The need for community courts

September 18, 1996|By Donald P. Hutchinson and Laurie B. Schwartz

ZERO TOLERANCE of so-called nuisance crimes has the potential to make Baltimore streets safer and its residents less fearful. Baltimore City Police Commissioner Thomas Frazier is to be commended for his new enforcement strategy to issue citations to offenders who commit what some might call ''petty crimes.'' The true impact of these crimes is far from petty.

Left unattended, relatively minor irritations contribute to the perception that a neighborhood is an unsafe breeding ground for crime. Police and researchers call this the ''broken window'' effect.

In one study, identical cars were placed in different cities. The first had no license plate and was left with the hood up. Within a day, it was stripped. The second car, completely intact, sat untouched for a week. Then, once one window was smashed, it only took hours for that car to be stripped as well.

From panhandler to mugger

Seemingly minor offenses cause fearful citizens to withdraw from affected neighborhoods. The aggressive panhandler is left unchecked. Soon muggers and robbers move in, confident that they will not be stopped be- cause potential victims are already intimidated.

Commissioner Frazier wants criminals to know that, no matter how small their crimes seem to be, they will not be ignored. State's Attorney Patricia Jessamy supports the concept, but worries, legitimately, about overcrowding the courts.

That's why the Greater Baltimore Committee and Downtown Partnership of Baltimore, two organizations devoted to business vitality, are working with police and justice authorities to create a community court.

Streamlined booking

Nuisance offenders would be arrested and taken directly to the holding facility of the community court. A streamlined, misdemeanor-only booking process would keep police off the street for less than an hour with each offender. A judge would hear the case within 24 hours and sentence the guilty to community service in the area where they committed their crimes. Criminals return to the streets immediately, but wearing community-service vests and under court supervision.

Such a process would increase the community's sense of safety and its confidence in the justice system. Police would have more reason to make arrests. Citizens would see criminals making positive contributions to the neighborhoods they recently affronted.

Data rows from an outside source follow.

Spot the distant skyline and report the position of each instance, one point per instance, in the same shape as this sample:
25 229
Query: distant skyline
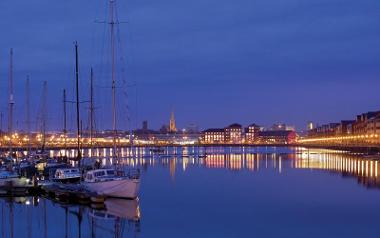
211 62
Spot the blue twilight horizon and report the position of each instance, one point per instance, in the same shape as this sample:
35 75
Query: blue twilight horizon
211 62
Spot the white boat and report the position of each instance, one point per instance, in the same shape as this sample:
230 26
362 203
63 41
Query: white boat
105 182
11 179
118 208
67 175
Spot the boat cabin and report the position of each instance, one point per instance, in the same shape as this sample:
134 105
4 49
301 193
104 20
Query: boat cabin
67 173
99 174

Criminals with social problems such as drug addiction, mental illness, HIV exposure and homelessness would be helped, too, to clean up their lives.

A Baltimore Community Court would be modeled on a similar one in New York called the Mid-Town Manhattan Community Court. It handles misdemeanors only -- vandalism, graffiti, aggressive panhandling, illegal street vending and prostitution.

Visible retribution

The community court ensures that conviction will result in punishment. It provides swift justice, visible retribution and exploits the ''moment of crisis'' in offenders' lives to channel them into the social-service system, where they can receive help with problems that may be at the root of their criminal behavior.

The creation of a community court in Baltimore is still several months away. But we believe the message from Commissioner Frazier to those who undermine the safety of communities with ''petty'' criminality is the right one to send.

Anticipate an even stronger message and better outcomes when the city begins to implement swift justice and visible retribution with a community court.

Donald P. Hutchinson is president of the Greater Baltimore Committee; Laurie B. Schwartz is President of Downtown Partnership of Baltimore.